If you are anything like me, you likely have one too many projects on the go. I for one am a victim of my own passions; I’m always thinking two projects ahead, whether it be vehicles I want to build or adventures I want to undertake. There just isn’t enough time in this lifetime.
As editor Irons constantly tells me, “stop thinking about what’s next, you have a Suzuki that needs all your time now.” Wise words from the off-roading prophet, even if he is a pot calling the kettle black, Project Canyonero still languishes in his driveway.
However, when it comes to my next build, I’m torn between two very different eras – the past and the future. Now, I’ve become a bit known for hating on technology, ranting how high tech is watering down the enthusiast vehicles. The truth is I’m not totally against technological advancements making their way into the vehicles I drive, I only wish for them not to detract from the driving experience.

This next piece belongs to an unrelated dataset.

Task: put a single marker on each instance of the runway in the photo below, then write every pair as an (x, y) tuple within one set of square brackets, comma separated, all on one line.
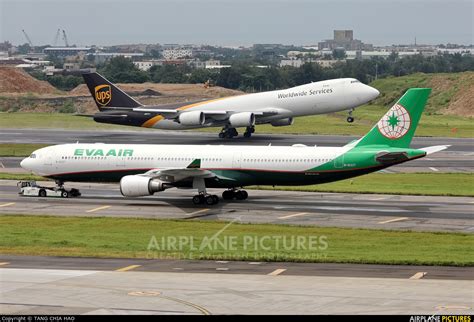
[(50, 136), (421, 213), (458, 158), (52, 285)]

One of the biggest evolutions coming to the 4WD lifestyle, in my opinion, is alternative drive. Using electric motors to spin the wheels, rather an internal combustion engine has very real benefits to an off-roader, which we will delve into with much more detail later in this issue. While the advancements in energy gathering or storage are not quite at the level required to make an electric 4WD viable to reach great distances into the wilderness, we are getting close. How cool would it be to build an electric-powered 4WD to get at least a day trip from? Am I the only one that thinks this way?
On the other hand, I love old vehicles. Not only do they exude a character that no vehicle designed today can match, they are simple, easy to work on, require very few tools and make lovely noises from the wonders of internal combustion. That being said, old vehicles can also be unreliable, unsafe and catch on fire at inopportune moments (not that there is an opportune moment to start burning).
Regardless, my heart still yearns for a Toyota 40-Series Land Cruiser. I’ve driven two in my lifetime, and each time I climbed behind the wheel, it was as though these 4WDs were built for me. They seem to fit just right.
While I’ve gained a reputation for ranting against technology, I’m equally passionate about saving older 4WDs that are no longer in production. They will never build another 40-Series, flat fender Jeep, Bronco, Scout or Series Land Rover. What we have now is all we get, and it is up to us to preserve and keep these fantastic old vehicles running for as long as possible.
So, which way do I go? Do I push into new futuristic territory, or try to rekindle the past? Oh right, there is a Samurai in desperate need of an axle rebuild… we’ll bring this up later.